When people say, “price your worth,” they’re misguided. Your worth is inherent and not monetary, so trying to assign a monetary value to it is impossible. Your price is not just about you; pricing is a relationship between you and your client. It sets the expectation and creates a container for their growth. Only considering one side of that relationship will result in misaligned expectations.

Your pricing should contain the right price for you proportionate to the commitment it takes to achieve the desired outcome and the right price for your client. When you price arbitrarily or based on what someone else is charging, you might be unknowingly choosing a price that is out of alignment.

Pricing is more than just picking a number. If your offer isn’t converting, it may be because you’re subconsciously repelling people from buying because you’re not in alignment with the price. You may think your price is too much, and you’re struggling to reconcile what it means to receive that much money for your work. Or you may think it’s not enough. Either way, you may be pushing people away.

Finally, your price has to be the right price for your type of client. If your business is selling to consumers, B2C, and you try to charge B2B pricing, you might find yourself frustrated by your lack of clients. In B2B, your clients see a return on their investment. If you are a B2C business, your ideal client does not have a tangible ROI. They do not make decisions from the same place. They ask, “What is this costing me?” They start to compare your service to other expenses in their life and ask things like, “Is this outcome worth a car payment to me?” You can see how that quickly can result in lower conversions.

Launching as a science/analyzing your results

Launching is not an art; it’s a science. Any launch should be six weeks from start to finish. This includes two weeks spent qualifying your audience, two weeks inviting your audience to launch and two weeks executing the launch.
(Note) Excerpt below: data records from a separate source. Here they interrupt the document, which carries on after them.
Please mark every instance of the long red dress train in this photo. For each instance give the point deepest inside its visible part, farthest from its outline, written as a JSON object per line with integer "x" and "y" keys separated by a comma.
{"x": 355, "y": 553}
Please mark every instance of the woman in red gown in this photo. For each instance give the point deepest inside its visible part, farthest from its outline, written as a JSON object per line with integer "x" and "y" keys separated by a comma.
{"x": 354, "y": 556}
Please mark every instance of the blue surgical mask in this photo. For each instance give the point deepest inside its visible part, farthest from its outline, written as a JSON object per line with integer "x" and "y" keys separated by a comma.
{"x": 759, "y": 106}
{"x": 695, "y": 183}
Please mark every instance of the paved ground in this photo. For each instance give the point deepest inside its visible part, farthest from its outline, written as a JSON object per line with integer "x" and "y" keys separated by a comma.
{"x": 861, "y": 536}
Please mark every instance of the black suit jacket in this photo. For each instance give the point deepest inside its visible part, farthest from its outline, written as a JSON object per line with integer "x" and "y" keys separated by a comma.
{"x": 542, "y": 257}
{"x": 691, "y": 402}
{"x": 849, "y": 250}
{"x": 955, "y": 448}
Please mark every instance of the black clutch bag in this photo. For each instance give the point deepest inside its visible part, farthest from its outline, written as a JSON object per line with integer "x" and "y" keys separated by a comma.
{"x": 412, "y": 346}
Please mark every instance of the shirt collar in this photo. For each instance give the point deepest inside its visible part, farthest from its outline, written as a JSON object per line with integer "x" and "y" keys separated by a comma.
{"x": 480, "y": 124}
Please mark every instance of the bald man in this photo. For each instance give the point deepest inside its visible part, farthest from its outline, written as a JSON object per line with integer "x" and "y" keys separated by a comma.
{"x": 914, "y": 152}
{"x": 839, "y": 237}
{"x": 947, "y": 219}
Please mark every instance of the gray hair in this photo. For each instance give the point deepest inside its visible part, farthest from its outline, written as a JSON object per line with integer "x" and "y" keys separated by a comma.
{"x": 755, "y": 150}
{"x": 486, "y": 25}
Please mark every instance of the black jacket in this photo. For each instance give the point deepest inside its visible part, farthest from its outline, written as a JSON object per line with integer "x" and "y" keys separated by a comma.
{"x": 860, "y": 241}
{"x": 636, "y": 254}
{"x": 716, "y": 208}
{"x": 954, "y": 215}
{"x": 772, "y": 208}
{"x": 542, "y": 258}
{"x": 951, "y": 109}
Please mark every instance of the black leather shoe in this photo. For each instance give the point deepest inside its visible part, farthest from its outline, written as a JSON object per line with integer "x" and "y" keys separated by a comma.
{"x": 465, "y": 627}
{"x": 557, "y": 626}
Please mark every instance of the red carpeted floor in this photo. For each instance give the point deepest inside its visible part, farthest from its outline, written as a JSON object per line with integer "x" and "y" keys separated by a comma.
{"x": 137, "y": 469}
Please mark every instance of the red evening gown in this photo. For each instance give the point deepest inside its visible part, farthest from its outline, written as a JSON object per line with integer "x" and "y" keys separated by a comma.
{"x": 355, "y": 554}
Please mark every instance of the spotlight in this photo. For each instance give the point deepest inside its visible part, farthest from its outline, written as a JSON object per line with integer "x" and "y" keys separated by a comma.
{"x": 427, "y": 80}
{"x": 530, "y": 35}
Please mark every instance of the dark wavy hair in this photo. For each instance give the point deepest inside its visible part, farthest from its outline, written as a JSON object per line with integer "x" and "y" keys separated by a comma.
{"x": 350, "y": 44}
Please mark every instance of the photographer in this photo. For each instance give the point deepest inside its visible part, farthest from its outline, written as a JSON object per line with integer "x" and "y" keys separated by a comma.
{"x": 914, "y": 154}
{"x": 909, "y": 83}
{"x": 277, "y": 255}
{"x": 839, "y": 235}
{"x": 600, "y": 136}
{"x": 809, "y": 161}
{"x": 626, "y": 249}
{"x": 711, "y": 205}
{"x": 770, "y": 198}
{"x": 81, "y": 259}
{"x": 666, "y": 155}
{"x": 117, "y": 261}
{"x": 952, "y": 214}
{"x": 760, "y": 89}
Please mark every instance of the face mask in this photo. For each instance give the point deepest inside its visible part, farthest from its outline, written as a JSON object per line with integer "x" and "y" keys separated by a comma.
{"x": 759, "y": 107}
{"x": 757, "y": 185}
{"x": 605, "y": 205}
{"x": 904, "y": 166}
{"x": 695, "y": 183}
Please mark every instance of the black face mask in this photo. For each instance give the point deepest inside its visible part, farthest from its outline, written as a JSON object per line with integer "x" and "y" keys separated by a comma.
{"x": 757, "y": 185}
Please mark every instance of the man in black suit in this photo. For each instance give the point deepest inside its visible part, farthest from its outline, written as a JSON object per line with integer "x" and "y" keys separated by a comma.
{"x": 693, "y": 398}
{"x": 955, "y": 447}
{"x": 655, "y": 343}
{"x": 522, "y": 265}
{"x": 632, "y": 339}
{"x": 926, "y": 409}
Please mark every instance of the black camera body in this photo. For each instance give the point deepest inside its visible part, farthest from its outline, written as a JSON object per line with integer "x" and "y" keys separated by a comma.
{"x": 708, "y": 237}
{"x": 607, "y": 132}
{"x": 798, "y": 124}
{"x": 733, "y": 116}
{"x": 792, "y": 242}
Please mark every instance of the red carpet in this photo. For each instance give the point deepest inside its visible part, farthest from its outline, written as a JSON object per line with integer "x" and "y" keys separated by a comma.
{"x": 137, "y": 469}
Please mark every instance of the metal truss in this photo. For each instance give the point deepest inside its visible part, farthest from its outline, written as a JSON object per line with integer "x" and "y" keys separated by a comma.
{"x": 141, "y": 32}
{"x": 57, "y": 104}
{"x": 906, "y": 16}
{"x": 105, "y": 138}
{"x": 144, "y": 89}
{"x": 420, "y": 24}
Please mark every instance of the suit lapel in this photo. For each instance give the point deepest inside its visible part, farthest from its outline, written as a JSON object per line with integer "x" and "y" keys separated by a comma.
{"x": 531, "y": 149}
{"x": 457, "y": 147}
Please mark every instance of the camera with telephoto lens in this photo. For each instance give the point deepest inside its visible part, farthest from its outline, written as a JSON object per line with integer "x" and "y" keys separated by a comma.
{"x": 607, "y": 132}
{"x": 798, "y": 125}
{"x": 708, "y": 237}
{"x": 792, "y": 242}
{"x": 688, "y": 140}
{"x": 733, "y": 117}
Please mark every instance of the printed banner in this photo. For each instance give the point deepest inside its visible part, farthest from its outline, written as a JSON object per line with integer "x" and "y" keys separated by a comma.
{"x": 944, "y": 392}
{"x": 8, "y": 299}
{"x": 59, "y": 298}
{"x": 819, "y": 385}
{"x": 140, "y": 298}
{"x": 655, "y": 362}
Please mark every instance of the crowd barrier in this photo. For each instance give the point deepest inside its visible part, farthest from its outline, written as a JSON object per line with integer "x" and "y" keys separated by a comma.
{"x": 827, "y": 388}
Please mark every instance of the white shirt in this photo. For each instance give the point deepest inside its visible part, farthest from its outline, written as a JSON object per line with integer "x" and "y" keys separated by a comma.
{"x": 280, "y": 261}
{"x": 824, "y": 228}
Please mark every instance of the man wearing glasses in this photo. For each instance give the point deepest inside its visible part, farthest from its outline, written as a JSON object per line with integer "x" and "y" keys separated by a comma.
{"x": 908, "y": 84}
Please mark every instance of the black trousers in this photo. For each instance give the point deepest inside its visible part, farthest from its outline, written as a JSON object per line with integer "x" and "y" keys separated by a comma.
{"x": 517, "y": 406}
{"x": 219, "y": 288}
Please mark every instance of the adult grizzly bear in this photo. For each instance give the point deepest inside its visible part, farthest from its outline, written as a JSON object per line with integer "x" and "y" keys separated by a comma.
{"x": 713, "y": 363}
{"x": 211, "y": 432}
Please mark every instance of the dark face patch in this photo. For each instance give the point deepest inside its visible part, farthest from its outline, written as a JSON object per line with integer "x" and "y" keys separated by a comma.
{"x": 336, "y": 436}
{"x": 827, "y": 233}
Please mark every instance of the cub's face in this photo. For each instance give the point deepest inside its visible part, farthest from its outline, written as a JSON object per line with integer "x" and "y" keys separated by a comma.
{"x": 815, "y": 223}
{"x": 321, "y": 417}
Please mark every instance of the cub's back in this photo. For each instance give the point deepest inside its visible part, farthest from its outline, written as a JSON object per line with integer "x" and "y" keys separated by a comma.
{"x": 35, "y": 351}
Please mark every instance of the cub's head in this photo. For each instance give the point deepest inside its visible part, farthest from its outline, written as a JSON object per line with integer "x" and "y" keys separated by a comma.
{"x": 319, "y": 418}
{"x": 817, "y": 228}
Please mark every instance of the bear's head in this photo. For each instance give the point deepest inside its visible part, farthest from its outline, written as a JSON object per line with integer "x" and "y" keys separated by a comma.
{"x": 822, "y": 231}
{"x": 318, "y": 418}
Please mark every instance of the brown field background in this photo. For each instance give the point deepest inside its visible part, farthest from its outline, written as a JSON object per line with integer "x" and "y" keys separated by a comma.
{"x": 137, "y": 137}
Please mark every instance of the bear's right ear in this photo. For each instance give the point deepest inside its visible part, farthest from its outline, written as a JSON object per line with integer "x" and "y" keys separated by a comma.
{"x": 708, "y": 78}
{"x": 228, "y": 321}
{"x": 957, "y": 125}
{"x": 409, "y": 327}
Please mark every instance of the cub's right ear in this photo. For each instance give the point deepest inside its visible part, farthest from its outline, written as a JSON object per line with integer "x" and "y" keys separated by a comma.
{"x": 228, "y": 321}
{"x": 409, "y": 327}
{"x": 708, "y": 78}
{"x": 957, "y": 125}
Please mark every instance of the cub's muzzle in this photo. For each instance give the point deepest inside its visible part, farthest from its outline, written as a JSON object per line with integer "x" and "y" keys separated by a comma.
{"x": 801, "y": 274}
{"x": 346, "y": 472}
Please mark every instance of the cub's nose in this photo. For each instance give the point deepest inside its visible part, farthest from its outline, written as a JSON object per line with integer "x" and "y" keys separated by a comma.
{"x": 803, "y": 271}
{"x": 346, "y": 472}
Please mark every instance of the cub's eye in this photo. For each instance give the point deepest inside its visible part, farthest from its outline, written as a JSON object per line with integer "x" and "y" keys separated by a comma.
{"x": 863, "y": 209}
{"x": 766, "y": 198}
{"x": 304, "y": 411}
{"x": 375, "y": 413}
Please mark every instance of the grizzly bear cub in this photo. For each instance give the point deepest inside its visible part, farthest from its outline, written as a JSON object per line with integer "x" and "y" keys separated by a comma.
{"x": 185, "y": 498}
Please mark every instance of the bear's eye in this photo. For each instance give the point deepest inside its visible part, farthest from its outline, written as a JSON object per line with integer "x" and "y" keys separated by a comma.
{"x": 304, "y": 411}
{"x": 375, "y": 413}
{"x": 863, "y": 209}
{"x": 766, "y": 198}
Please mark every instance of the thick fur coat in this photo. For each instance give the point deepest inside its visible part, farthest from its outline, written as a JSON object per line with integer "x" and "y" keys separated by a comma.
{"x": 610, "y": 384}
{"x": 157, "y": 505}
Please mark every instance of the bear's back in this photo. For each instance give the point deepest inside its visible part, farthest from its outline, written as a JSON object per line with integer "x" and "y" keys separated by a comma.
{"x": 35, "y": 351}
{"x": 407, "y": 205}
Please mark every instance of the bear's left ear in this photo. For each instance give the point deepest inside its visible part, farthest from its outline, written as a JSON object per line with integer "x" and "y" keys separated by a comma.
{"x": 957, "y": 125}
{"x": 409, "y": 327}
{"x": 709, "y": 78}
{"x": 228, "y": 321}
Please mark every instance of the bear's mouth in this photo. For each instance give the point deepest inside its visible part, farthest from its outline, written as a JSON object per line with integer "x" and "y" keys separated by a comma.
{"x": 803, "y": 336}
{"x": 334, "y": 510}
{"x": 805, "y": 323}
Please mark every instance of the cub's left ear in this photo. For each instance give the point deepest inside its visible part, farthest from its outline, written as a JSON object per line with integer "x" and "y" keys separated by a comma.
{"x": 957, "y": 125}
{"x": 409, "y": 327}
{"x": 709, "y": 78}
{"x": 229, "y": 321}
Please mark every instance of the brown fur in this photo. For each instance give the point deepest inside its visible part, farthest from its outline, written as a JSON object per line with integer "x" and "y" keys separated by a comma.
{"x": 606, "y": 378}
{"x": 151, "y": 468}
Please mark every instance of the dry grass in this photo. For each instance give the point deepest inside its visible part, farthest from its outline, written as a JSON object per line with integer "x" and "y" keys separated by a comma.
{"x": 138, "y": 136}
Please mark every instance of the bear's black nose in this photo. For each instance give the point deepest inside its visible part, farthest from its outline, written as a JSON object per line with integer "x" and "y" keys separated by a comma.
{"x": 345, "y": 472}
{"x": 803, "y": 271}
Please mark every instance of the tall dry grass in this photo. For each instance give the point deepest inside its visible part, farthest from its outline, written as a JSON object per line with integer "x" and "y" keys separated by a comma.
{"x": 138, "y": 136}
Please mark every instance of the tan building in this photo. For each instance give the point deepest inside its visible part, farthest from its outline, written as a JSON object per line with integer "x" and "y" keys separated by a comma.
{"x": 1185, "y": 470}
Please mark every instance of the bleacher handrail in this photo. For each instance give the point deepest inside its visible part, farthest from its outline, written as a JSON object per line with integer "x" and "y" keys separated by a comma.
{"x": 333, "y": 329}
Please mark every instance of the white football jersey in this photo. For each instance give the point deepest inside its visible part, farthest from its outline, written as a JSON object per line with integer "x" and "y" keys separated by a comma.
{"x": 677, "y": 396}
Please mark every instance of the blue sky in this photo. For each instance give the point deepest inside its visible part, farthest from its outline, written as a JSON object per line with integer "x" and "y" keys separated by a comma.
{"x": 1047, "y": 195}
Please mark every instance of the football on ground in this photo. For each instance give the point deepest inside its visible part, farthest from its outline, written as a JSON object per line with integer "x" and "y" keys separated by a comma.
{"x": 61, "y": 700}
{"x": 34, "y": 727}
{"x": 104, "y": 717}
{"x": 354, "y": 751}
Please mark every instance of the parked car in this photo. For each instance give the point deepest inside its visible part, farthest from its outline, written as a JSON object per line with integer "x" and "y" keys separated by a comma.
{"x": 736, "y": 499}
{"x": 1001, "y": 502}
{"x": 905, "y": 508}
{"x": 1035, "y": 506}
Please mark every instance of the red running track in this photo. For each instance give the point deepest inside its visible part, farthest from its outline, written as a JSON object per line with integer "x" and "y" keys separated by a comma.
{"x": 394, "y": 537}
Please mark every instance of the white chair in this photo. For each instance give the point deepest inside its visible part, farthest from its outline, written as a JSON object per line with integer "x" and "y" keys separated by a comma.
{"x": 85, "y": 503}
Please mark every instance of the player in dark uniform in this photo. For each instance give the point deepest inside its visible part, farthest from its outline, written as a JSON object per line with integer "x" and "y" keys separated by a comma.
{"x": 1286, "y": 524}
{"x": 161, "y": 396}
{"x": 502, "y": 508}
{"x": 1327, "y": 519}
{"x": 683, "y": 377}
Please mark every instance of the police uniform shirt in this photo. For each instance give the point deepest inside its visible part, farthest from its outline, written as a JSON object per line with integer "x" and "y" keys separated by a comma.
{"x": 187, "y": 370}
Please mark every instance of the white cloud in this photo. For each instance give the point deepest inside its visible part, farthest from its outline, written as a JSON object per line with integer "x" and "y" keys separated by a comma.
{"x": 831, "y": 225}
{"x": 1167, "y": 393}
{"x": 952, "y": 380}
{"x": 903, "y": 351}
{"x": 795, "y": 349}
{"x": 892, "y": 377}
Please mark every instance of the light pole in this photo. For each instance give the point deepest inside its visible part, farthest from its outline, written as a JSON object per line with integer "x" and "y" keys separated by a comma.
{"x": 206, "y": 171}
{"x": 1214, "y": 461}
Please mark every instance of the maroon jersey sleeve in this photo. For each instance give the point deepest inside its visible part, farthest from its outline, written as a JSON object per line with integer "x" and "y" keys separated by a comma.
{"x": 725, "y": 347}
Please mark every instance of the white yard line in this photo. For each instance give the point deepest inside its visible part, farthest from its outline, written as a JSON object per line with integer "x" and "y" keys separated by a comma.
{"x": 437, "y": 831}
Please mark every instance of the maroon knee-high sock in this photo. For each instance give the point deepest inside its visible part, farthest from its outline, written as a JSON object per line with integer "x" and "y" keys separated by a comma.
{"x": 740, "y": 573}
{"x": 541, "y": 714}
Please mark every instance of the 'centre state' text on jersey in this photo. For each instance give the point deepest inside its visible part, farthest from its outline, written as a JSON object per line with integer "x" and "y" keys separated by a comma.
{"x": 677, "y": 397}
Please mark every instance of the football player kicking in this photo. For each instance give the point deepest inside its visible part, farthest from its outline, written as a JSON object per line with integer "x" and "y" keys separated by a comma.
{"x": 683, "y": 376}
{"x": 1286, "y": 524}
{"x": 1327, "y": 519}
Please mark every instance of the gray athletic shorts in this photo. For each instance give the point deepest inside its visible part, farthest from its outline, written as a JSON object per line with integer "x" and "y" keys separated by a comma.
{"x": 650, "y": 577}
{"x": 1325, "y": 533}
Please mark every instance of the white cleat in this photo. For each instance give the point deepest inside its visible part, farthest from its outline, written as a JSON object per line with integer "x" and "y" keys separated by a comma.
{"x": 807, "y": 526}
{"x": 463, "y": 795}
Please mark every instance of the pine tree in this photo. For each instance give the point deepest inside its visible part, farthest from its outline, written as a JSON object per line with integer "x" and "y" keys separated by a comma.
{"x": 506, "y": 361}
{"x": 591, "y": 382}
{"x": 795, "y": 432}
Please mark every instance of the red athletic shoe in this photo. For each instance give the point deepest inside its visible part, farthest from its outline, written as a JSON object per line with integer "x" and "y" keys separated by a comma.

One of the most overlooked pieces of launching is the analysis.  After completing your launch, there are three areas you can analyze to create a plan for your next promotion: numbers, strategy, and energy. All three of these are at play when you launch your offer. Looking at each independently will help you identify your weaknesses and opportunities for growth.

Before you plan your next launch, conduct the right research, build authority in your niche, and qualify your audience. Take time to build your offers and price your program accordingly. Keep in mind, your next launch won’t be perfect. There will always be room for improvement, which is the key to refining your launch strategy approach.